Prove $|y''(x)| \leq 40$ for all $x \in [1,3]$.

Question

$$y' = 2 - \sin(xy), \qquad\quad 1 \leq x \leq 3, \qquad\quad y(1) = -\frac{1}{2}$$

Attempt:=

$$|y''(x)| = |-\cos(xy)(y + xy')| \leq |y + xy'|$$

Not sure what to do next.

Answer 1

As already mentioned, using the fact that $-1 \leq \sin \leq 1$ you have $$1 \leq y' \leq 3$$ so integrating between $1$ and $x$ we obtain $$x-\frac{3}{2} \leq y(x) \leq 3x-\frac{7}{2}$$ and in particular $$-\frac{1}{2} \leq y(x) \leq \frac{11}{2}.$$

And you can easily obtain $$| y +x y'| \leq \max(\frac{1}{2},\frac{11}{2}+3*3) = \frac{29}{2} <40$$

Answer 2

First of all, the IVP $$\begin{cases}y' = 2- \sin(xy), \quad x \in [1,3] \\ y(1) = -1/2 \end{cases}$$ does not have a closed form solution. This means that we should find another way around.

Note that $y'(x) = 2 - \sin(xy)$. But we know that $-1 \leq \sin(x) \leq 1 \implies -1 \leq \sin(xy) \leq 1$.

This means that $y'(x) > 0 \forall x \in [1,3]$. That means that $y(x)$ is strictly increasing.

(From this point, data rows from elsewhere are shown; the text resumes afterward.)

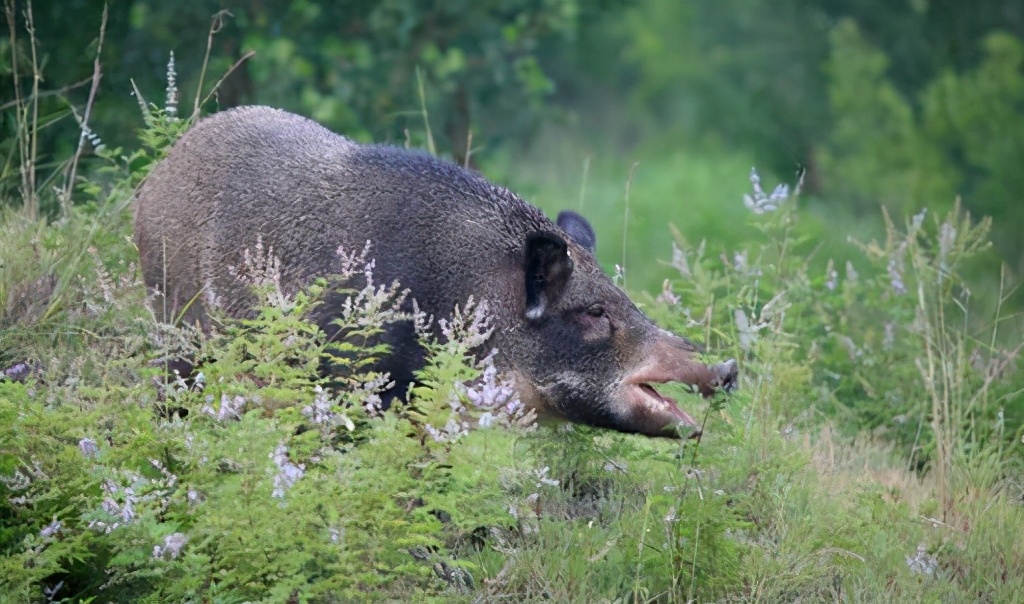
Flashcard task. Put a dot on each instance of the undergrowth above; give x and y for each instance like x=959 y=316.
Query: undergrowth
x=871 y=454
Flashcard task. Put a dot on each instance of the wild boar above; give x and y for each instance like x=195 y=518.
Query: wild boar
x=576 y=344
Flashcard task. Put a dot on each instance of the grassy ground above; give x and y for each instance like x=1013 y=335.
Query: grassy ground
x=848 y=468
x=871 y=454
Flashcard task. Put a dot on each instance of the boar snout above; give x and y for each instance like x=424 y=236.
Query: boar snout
x=672 y=359
x=728 y=375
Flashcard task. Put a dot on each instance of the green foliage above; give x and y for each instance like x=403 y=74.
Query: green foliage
x=871 y=454
x=892 y=163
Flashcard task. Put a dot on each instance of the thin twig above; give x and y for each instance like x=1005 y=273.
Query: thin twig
x=426 y=117
x=216 y=24
x=249 y=54
x=97 y=75
x=469 y=148
x=58 y=92
x=626 y=216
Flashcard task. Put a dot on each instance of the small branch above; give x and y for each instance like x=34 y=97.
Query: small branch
x=249 y=54
x=45 y=93
x=97 y=75
x=216 y=24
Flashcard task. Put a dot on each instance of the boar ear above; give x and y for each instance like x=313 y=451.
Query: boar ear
x=579 y=228
x=548 y=270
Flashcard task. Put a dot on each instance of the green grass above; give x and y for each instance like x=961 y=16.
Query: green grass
x=868 y=424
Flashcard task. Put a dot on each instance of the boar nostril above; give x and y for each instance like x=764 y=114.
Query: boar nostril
x=728 y=375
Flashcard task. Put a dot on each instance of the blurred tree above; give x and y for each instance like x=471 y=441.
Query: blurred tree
x=349 y=63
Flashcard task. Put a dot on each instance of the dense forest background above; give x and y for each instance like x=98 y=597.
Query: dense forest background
x=896 y=103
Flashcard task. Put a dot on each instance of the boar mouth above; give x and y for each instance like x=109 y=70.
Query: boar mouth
x=657 y=407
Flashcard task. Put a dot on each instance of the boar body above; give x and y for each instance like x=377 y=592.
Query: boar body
x=574 y=343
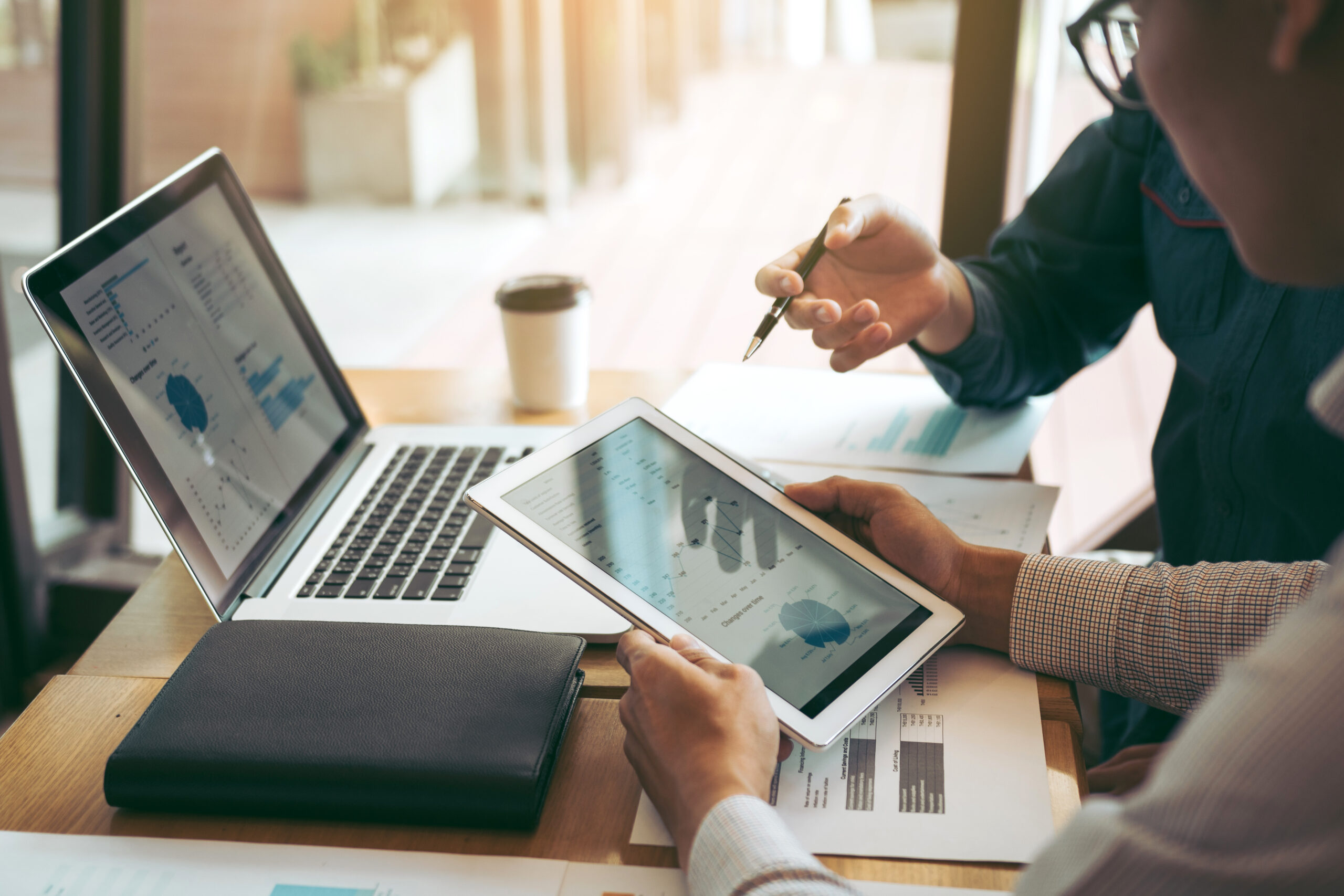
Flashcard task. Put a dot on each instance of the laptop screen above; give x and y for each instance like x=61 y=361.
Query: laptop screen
x=190 y=342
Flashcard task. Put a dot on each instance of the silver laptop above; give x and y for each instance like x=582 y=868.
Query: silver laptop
x=193 y=347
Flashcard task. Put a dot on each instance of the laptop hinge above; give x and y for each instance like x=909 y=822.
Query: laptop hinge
x=303 y=525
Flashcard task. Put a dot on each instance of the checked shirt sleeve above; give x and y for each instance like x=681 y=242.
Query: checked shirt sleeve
x=1162 y=633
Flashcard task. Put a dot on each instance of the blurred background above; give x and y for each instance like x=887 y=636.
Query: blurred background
x=409 y=155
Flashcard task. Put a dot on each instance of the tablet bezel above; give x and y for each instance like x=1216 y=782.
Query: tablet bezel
x=846 y=710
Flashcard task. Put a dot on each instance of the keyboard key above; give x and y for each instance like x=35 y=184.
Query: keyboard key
x=420 y=586
x=389 y=587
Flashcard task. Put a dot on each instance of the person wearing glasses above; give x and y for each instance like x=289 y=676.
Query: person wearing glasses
x=1249 y=797
x=1242 y=471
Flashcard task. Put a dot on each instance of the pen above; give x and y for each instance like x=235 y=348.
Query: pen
x=781 y=305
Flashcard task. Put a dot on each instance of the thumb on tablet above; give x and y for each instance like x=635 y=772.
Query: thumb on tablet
x=694 y=652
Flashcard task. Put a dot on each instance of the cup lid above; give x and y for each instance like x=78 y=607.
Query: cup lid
x=542 y=293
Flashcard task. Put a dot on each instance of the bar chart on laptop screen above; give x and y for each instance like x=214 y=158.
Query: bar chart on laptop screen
x=212 y=367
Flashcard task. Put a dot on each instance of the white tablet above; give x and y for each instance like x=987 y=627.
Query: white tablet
x=679 y=537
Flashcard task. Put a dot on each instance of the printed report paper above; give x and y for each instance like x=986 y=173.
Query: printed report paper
x=999 y=513
x=949 y=767
x=632 y=880
x=78 y=866
x=884 y=421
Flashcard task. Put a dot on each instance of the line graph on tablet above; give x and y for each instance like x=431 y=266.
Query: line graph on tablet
x=731 y=568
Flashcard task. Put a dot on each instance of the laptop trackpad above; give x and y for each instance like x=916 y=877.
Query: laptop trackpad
x=519 y=590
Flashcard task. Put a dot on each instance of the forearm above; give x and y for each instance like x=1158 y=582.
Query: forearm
x=743 y=848
x=1160 y=635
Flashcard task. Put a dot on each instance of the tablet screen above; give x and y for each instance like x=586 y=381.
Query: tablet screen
x=722 y=562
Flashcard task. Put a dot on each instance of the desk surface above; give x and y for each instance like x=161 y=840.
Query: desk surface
x=51 y=760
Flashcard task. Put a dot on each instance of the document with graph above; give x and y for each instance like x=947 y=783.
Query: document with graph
x=949 y=767
x=999 y=513
x=884 y=421
x=190 y=330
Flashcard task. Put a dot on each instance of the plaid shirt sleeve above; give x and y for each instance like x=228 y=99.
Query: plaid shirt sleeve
x=743 y=848
x=1162 y=633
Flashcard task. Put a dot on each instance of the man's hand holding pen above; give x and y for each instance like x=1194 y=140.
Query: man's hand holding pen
x=882 y=282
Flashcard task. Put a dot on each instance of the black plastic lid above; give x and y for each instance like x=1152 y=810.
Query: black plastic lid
x=542 y=293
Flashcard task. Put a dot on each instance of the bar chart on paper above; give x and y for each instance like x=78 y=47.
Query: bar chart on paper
x=951 y=766
x=920 y=760
x=882 y=421
x=999 y=513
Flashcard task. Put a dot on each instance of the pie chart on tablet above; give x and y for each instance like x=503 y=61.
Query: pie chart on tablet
x=815 y=623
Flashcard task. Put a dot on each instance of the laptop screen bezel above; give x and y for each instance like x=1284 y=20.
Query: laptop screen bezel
x=45 y=282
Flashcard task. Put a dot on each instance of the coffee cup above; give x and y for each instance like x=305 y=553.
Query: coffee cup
x=546 y=333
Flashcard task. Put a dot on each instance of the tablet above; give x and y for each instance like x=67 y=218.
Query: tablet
x=679 y=537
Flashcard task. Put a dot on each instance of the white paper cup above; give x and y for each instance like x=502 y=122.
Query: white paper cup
x=546 y=332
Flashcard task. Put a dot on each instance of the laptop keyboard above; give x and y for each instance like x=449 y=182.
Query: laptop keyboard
x=412 y=537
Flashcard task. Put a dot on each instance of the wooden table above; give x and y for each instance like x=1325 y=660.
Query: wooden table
x=51 y=758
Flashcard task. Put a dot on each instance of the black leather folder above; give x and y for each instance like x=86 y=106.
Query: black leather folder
x=402 y=723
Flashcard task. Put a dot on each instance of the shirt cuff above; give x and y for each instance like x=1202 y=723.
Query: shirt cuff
x=742 y=846
x=1065 y=614
x=985 y=342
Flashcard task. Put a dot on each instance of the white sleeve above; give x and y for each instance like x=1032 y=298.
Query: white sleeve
x=743 y=848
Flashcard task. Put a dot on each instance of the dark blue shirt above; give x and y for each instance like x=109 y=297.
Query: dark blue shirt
x=1242 y=472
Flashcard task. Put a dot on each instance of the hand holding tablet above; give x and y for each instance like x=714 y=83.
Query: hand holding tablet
x=678 y=537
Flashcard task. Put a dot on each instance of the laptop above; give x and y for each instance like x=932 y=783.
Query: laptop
x=191 y=344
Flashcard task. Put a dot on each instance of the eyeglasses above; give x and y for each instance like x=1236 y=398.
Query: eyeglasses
x=1107 y=38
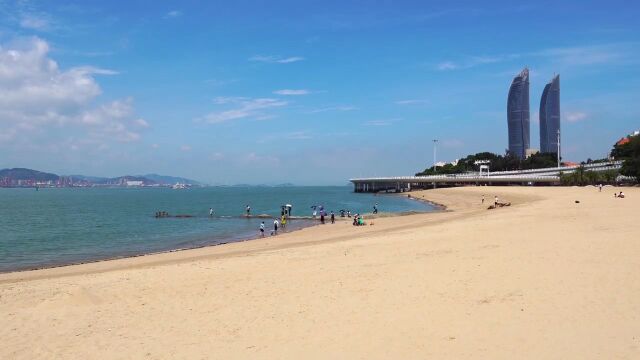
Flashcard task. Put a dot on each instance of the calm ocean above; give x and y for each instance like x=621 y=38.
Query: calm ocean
x=62 y=226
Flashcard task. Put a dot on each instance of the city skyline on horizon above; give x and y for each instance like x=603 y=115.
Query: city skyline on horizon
x=245 y=93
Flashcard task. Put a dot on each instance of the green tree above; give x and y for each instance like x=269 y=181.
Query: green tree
x=630 y=153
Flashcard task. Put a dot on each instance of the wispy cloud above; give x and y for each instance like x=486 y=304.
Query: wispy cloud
x=452 y=143
x=412 y=102
x=276 y=59
x=564 y=56
x=39 y=22
x=575 y=116
x=584 y=55
x=334 y=108
x=173 y=14
x=292 y=92
x=474 y=61
x=242 y=107
x=294 y=135
x=37 y=100
x=219 y=82
x=382 y=122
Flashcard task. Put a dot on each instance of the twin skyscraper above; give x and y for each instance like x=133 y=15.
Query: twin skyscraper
x=518 y=116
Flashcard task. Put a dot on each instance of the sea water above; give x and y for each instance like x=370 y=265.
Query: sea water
x=54 y=226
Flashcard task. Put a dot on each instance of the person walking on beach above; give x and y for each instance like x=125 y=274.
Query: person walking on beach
x=289 y=208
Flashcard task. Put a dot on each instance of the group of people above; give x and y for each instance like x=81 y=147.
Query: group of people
x=276 y=225
x=162 y=214
x=358 y=220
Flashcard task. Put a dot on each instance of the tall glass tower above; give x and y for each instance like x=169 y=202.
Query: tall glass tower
x=518 y=114
x=550 y=116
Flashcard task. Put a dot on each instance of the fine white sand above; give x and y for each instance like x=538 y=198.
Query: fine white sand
x=545 y=278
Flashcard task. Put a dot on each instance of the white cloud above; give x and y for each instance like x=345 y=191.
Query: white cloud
x=267 y=160
x=173 y=14
x=452 y=143
x=275 y=59
x=35 y=22
x=242 y=108
x=575 y=116
x=41 y=104
x=142 y=123
x=334 y=108
x=292 y=92
x=382 y=122
x=412 y=102
x=447 y=65
x=217 y=156
x=564 y=56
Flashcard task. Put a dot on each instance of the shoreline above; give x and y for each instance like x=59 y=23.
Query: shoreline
x=236 y=240
x=557 y=267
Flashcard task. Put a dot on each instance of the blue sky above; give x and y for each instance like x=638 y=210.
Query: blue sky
x=309 y=92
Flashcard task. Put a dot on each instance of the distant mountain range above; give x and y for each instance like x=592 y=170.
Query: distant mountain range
x=29 y=177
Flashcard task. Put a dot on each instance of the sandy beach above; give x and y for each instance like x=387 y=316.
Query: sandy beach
x=545 y=278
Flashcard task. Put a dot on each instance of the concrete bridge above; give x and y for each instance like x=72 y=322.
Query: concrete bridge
x=546 y=176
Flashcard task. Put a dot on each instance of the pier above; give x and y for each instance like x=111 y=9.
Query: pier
x=546 y=176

Now, use a numerical method for the IVP to approximate $y(3)$ since you have $y(1)$ and use that to find a bound for $|y''(x)| = |-(xy'(x)+y(x))\cos(xy)|$.

Note : I added the usage of a Numerical Method since I saw your "numerical-methods" tag.